II- Malaise dans le monde arabe : pluralisme culturel et pluralisme social

Par Bahjat RIZK
Après les événements traumatisants de Bagdad et d'Alexandrie, la crise de pouvoir toujours non résolue en Côte d'Ivoire, le rapt et la liquidation de deux Français au Niger, choisis au hasard par AQMI, les autorités politiques en France, gouvernement et opposition, ont été très réservées par rapport à la crise tunisienne, alors que le président Obama, soudain très libre et délié, a haut et fort salué le sursaut démocratique (voir L'Orient-Le Jour du mardi 25 janvier 2011).
Chaque partie en Occident (États-Unis et Europe couple franco-allemand) se positionne finalement par rapport à sa culture, son histoire et ses intérêts idéologiques et économiques à travers le monde (Iran, Afghanistan, Pakistan, pays africains, pays sud-américains, Chine, Russie, Corée du Nord, pays arabes, pays francophones...). Un même pays va se prévaloir, selon le cas, du pluralisme culturel ou social, en fonction de ce qui lui semble ponctuellement prioritaire. Une manière d'aménager de manière pragmatique ses idéaux. Nul besoin de porter un jugement de valeur l'absolu de l'homme étant, somme toute, obligatoirement relatif. Le processus d'identification est toujours un processus continu de compensation, de négociation, de priorités conjoncturelles, à partir de constantes de base qui soit s'additionnent, soit se neutralisent ou se rejettent.

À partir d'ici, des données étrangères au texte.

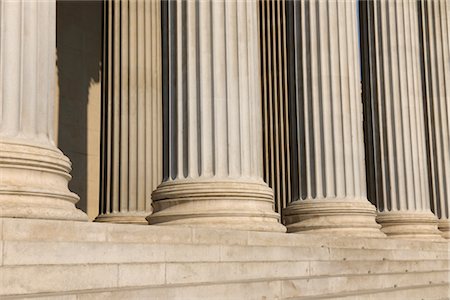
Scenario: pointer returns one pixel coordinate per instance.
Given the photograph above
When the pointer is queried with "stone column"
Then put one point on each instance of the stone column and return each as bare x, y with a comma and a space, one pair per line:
132, 110
398, 123
327, 150
436, 29
34, 174
213, 130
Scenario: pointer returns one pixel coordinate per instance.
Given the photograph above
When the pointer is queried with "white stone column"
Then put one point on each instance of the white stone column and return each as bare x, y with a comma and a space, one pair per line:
34, 174
132, 110
400, 159
327, 149
213, 175
436, 29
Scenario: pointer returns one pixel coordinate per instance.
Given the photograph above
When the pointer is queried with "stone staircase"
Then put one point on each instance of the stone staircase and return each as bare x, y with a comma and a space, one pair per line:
74, 260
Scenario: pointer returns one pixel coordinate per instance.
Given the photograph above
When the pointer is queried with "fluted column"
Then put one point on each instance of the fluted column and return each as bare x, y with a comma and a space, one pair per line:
34, 174
131, 111
398, 123
213, 130
327, 150
436, 29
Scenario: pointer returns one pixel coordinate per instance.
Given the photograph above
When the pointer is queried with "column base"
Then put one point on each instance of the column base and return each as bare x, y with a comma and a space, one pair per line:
345, 216
34, 183
411, 225
123, 218
444, 227
225, 204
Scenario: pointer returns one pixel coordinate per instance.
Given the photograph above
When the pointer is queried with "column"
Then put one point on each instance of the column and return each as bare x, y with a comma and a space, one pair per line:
132, 110
212, 129
327, 149
436, 30
34, 174
399, 158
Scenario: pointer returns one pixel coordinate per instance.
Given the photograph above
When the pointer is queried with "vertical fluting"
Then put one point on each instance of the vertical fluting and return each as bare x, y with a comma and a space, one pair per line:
27, 70
393, 75
327, 157
436, 49
131, 110
212, 124
34, 173
276, 152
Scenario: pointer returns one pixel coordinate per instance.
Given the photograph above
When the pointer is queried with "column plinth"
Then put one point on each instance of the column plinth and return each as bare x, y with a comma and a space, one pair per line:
396, 123
213, 132
409, 225
34, 173
327, 149
352, 216
234, 204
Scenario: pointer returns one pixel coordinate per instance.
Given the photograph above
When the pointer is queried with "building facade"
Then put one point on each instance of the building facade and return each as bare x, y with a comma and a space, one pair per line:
276, 149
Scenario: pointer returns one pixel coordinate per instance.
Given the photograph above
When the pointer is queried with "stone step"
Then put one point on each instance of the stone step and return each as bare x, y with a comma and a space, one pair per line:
35, 253
68, 231
314, 274
421, 292
373, 286
348, 283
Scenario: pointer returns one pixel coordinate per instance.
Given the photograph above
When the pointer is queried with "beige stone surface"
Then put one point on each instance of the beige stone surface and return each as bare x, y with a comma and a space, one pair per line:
131, 165
436, 30
399, 151
72, 263
213, 143
328, 186
34, 173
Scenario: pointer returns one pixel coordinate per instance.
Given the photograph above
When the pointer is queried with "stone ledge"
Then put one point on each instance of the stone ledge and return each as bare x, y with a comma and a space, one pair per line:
91, 260
72, 231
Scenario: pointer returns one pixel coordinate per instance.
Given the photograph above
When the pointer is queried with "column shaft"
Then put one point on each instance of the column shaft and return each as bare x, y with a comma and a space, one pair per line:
34, 173
327, 149
213, 130
436, 30
397, 121
131, 111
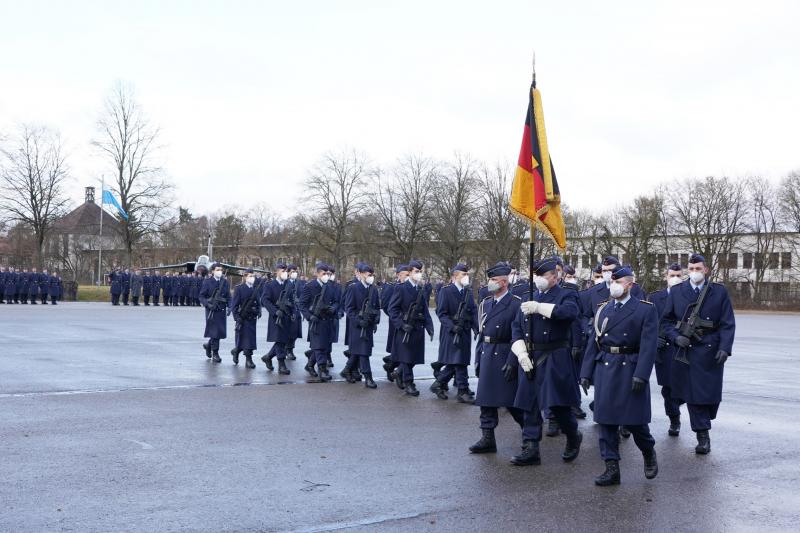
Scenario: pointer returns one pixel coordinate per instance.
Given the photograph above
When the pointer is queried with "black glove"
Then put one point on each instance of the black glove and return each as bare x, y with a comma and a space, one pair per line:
509, 372
682, 341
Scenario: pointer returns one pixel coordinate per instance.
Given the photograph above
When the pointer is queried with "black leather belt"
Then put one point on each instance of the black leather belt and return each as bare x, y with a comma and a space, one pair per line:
619, 349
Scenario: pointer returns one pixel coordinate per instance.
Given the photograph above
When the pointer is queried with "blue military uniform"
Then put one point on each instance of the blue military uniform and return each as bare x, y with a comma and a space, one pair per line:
214, 296
246, 311
458, 316
410, 325
320, 307
618, 363
699, 384
363, 308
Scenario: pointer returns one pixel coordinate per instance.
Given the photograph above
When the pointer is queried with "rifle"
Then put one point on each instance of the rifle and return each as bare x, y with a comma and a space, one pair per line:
367, 312
246, 310
410, 317
460, 317
317, 308
693, 326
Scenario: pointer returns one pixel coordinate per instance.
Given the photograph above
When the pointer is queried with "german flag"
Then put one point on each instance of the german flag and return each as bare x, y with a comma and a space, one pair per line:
534, 195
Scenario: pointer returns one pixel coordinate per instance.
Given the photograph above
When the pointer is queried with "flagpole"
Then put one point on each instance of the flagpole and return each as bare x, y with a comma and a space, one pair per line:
100, 246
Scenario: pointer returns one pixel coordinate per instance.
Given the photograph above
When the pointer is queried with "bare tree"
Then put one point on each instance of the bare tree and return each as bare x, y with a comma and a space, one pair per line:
336, 198
130, 143
403, 203
456, 202
32, 177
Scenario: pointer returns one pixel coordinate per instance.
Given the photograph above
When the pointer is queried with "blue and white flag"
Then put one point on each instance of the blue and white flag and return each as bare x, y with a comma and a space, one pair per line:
108, 198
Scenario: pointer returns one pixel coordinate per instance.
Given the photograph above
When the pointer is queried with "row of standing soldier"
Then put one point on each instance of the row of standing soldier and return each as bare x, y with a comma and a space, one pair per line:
531, 355
22, 287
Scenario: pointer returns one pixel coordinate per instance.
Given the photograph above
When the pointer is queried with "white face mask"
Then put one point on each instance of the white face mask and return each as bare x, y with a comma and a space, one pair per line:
541, 283
697, 277
616, 289
674, 280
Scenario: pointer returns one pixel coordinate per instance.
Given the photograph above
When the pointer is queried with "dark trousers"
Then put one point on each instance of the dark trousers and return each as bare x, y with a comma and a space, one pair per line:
406, 372
490, 416
609, 440
278, 350
672, 407
700, 415
459, 372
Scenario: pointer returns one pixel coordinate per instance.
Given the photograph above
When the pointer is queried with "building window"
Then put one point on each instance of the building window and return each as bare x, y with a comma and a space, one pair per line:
747, 260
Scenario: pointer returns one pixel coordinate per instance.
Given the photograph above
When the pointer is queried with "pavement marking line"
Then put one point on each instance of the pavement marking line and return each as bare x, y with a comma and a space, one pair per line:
176, 387
358, 523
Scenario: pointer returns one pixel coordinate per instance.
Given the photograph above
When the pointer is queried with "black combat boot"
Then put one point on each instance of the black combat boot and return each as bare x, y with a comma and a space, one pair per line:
703, 442
310, 369
529, 455
436, 388
324, 375
650, 464
465, 396
610, 476
674, 426
573, 447
486, 444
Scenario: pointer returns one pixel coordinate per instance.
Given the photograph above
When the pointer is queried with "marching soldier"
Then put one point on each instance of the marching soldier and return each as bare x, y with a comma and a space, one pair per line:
457, 314
320, 308
136, 286
214, 296
410, 318
665, 353
363, 308
547, 378
618, 364
699, 321
401, 273
276, 298
496, 364
246, 310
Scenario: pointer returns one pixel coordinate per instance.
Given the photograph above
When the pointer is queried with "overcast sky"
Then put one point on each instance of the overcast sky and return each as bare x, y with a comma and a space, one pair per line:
249, 94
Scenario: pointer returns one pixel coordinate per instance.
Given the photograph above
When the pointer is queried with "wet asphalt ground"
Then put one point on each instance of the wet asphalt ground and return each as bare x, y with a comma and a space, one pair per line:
112, 419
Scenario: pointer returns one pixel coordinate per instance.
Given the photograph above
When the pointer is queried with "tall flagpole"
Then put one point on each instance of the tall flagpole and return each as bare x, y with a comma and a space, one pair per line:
100, 246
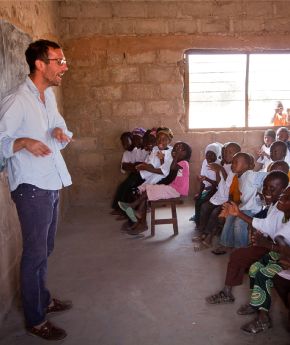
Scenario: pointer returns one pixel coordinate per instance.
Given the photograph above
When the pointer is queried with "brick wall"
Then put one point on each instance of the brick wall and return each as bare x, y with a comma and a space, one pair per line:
127, 70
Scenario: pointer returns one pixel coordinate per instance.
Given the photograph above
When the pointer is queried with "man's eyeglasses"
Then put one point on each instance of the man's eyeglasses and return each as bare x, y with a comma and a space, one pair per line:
60, 62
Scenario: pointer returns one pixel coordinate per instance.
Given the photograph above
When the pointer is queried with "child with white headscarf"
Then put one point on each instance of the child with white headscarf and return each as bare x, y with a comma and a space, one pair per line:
207, 179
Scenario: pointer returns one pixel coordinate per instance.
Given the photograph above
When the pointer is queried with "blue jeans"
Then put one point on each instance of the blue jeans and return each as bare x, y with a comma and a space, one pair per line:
235, 232
37, 211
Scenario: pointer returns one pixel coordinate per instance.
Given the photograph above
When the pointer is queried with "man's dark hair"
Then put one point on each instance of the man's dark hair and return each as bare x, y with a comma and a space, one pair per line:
38, 50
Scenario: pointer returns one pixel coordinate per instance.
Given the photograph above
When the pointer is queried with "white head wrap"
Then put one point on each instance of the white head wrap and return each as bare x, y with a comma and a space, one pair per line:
214, 147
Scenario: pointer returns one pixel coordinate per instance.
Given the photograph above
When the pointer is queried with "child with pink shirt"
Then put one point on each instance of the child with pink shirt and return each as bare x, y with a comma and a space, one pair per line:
173, 186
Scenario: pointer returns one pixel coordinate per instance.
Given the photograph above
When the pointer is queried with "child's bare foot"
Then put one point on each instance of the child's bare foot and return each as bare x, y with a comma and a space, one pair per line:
220, 250
198, 238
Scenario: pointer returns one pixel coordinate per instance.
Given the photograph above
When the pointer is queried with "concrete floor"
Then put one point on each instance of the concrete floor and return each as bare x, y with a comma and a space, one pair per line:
140, 291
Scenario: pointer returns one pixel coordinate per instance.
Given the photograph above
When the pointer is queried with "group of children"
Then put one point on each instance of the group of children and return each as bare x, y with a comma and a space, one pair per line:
160, 172
245, 203
250, 211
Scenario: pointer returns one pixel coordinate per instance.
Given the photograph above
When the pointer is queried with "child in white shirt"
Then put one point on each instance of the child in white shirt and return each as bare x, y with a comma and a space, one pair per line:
264, 154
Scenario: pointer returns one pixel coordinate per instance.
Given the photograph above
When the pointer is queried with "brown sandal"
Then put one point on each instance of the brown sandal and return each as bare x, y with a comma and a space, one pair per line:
246, 309
48, 332
256, 326
220, 298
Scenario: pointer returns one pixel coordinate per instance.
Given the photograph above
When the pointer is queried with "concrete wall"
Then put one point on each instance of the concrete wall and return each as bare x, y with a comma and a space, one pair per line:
19, 23
127, 71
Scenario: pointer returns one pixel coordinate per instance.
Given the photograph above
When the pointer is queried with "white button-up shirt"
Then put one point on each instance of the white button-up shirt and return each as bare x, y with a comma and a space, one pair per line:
24, 115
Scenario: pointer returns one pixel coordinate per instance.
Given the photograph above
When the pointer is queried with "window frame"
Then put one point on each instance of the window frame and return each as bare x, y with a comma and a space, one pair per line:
226, 51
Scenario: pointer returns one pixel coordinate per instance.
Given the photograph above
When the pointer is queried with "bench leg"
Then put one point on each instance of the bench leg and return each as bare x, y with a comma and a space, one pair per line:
174, 218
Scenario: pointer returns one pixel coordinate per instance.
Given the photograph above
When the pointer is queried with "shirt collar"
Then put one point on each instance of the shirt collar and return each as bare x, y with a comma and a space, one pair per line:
33, 87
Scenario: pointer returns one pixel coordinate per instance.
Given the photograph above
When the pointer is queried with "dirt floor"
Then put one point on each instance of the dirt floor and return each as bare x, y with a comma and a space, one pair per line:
141, 290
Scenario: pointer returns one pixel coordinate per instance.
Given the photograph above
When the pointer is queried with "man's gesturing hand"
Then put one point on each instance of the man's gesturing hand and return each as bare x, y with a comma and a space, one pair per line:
36, 147
59, 135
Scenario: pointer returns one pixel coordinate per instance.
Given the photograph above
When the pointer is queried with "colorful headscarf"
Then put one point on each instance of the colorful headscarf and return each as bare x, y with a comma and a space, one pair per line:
166, 131
139, 131
214, 147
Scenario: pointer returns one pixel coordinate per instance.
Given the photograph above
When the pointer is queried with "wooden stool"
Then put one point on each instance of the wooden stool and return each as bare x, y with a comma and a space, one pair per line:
172, 220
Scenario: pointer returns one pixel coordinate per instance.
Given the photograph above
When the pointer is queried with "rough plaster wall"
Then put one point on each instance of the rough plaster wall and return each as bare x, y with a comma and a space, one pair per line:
13, 67
126, 71
31, 19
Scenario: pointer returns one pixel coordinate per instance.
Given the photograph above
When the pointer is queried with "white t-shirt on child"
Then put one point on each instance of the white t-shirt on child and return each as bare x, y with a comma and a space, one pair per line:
271, 224
205, 171
265, 160
152, 178
127, 158
249, 184
139, 155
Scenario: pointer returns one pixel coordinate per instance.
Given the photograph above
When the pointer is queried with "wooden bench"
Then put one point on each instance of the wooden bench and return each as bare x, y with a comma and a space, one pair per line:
173, 220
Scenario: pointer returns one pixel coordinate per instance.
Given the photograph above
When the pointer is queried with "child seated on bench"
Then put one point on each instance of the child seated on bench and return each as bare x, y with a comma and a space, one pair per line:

Le Liban n'échappe pas, lui non plus, à cette logique. La crise libanaise, après l'assassinat du président Hariri le 14 février 2005 et le retrait forcé des troupes syriennes en avril, sous la pression populaire et mondiale, a fait entrer le Liban dans une nouvelle série d'impasses institutionnelles et de conflits parfois sanglants (série d'assassinats politiques, tous du même bord, entre février 2005 et septembre 2007, guerre contre Israël en juillet 2006, événements de Nahr el-Bared en 2007, contrôle par les d'armes de Beyrouth en mai 2008 puis élection du président Sleiman après les accords de Doha le même mois, élections parlementaires en juin 2009, suivies par la formation du gouvernement d'union nationale de Saad Hariri, qui vient de démissionner, le 12 janvier 2011 après l'interruption successives des tables rondes de dialogue national et des sessions du Conseil des ministres).
Nous ne savons toujours pas si cette crise sera uniquement institutionnelle (comme en Belgique, depuis plus de trois ans et impasse gouvernementale, depuis bientôt plus de sept mois) ou si elle aura des incidences militaires sur le terrain l'opposition, à travers la résistance islamique chiite, disposant d'une force armée constituée avec l'aide de la Syrie et le soutien de l'Iran, sous le mandat Hraoui (1990-1999), renforcée sous le mandat Lahoud (1999-2008) et qui n'a toujours pas été démantelée.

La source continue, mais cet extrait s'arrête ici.